Jul 19, 2012 @ 8:32 by tanya gooogle

Anda pernah melakukan posting Twitter tentang keluhan kesehatan Anda? Ternyata Anda tidak sendirian. Sebagian besar pengguna Twitter di seluruh dunia pernah melakukan hal yang sama. Dan hal ini dijadikan subjek penelitian oleh ilmuwan komputer di Universitas John Hopkins Amerika Serikat seperti yang dilaporkan pada socialmediatoday.com. Mereka berharap dapat menemukan issue baru tentang kesehatan masyarakat yang diwakilkan oleh para pengguna Twitter ini. Dan ternyata ada fakta-fakta menarik yang mereka temukan dari hasil penelitiannya.

Berdasarkan data sebanyak hampir 1,5 juta posting Twitter yang mereka pelajari – seluruhnya berhubungan dengan kesehatan pengguna Twitter selama tahun 2009 dan 2010 – mereka  menemukan bahwa pada umumnya, orang-orang melakukan diagnosa dan perawatan sendiri saat mereka sakit yang kebanyakan tidak tepat. Hingga akhirnya mereka memutuskan untuk mengkonsumsi obat yang juga tidak benar dan tidak sesuai dengan penyakit mereka.

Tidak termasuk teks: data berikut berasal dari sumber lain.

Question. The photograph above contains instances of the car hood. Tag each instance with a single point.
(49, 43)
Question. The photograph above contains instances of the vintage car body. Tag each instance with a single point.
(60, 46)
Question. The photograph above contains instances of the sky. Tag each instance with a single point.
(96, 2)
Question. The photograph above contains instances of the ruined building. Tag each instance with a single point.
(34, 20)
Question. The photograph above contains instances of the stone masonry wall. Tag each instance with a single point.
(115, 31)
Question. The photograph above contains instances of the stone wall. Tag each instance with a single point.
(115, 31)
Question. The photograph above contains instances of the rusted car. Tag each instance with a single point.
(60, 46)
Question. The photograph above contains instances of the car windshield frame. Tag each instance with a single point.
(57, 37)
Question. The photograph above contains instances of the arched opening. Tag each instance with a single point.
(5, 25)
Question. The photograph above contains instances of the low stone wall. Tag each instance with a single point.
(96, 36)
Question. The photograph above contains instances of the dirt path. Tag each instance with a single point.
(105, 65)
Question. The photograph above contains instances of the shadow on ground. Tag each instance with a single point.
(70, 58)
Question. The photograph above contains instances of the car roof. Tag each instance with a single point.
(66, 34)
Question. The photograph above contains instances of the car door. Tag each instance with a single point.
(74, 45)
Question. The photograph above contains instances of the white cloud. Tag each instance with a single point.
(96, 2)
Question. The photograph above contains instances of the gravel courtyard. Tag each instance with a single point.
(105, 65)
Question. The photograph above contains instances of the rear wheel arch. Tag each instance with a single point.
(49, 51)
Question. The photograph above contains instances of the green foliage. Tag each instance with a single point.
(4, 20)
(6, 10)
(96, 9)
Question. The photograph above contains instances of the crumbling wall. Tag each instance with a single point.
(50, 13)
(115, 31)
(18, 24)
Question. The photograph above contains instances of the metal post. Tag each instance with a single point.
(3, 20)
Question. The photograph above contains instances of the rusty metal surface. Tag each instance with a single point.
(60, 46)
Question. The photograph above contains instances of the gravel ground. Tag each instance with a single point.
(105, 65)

“Twitter menunjukkan adanya kesalahpahaman medis yang serius. Kami menemukan beberapa orang mem-posting bahwa mereka mengkonsumsi antibiotik untuk menyembuhkan flu mereka. Akan tetapi antibiotik tidak menyembuhkan flu, yang disebabkan oleh virus, dan perilaku ini justru berkontribusi pada masalah resistensi antibiotik yang lebih besar.” kata Michael J. Paul, seorang mahasiswa PhD yang ikut membantu penelitian ini.

Anda bisa bayangkan, para pengguna Twitter cenderung mengobati keluhan penyakit mereka dengan sarana penyembuhan yang tidak tepat, dan mempostingnya di Twitter. Bagaimana jika ada pembaca posting yang meyakini dan menganggap hal tersebut benar merupakan solusi yang tepat untuk diaplikasikan pada dirinya sendiri? Tentu Anda tidak ingin hal tersebut terjadi pada Anda bukan?

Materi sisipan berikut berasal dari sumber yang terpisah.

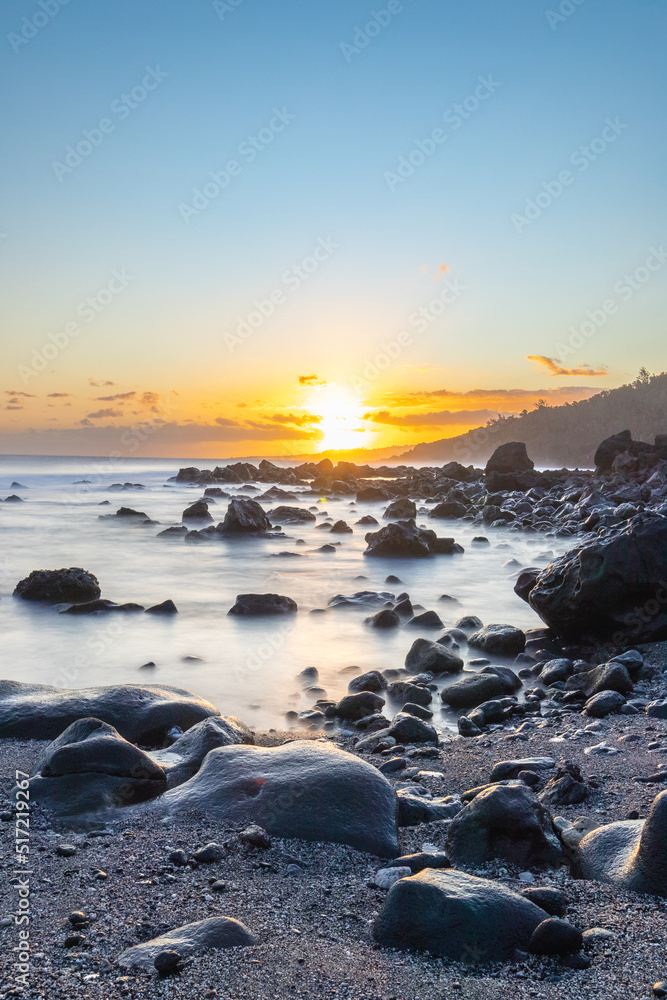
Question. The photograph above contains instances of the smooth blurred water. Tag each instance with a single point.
(248, 666)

Jika dilakukan dengan cara yang tepat, sebenarnya media Twitter ini bisa dijadikan sumber informasi kesehatan bagi masyarakat luas, mengingat bagaimana selama ini penggunanya bisa dengan cepat berinteraksi pada topik apapun. Oleh karenanya, ini saat yang tepat bagi para dokter atau praktisi kesehatan yang berkompeten dibidangnya untuk ikut terjun dalam dunia media sosial ini untuk meluruskan penyimpangan yang mungkin terjadi dan beredar di media ini.

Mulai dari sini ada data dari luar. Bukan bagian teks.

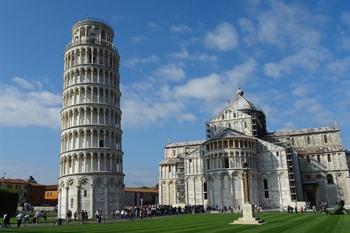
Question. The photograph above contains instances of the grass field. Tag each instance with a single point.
(210, 223)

Seperti salah satu akun yang dimiliki oleh Dr Christian Jessen (@DoctorChristian) and Dr Chris Steele (@DrChrisSteele) di Amerika Serikat. Mereka memberikan pelayanan informasi seputar kesehatan dan solusi bagi keluhan kesehatan para followernya. Dengan mendapat informasi yang tepat dari profesional yang kompeten dibidangnya, bukan saja masyarakat diuntungkan dengan solusi yang terbaik untuk keluhan kesehatannya, mereka juga dapat memperolehnya dengan gratis, dan terbuka bagi siapa saja. Akan tetapi yang perlu diingat, untuk keperluan emergency memang Twitter bukan tempat yang tepat, akan tetapi untuk saran kesehatan yang terbaik untuk kehidupan sehari-hari Anda, media ini mampu untuk menyediakannya.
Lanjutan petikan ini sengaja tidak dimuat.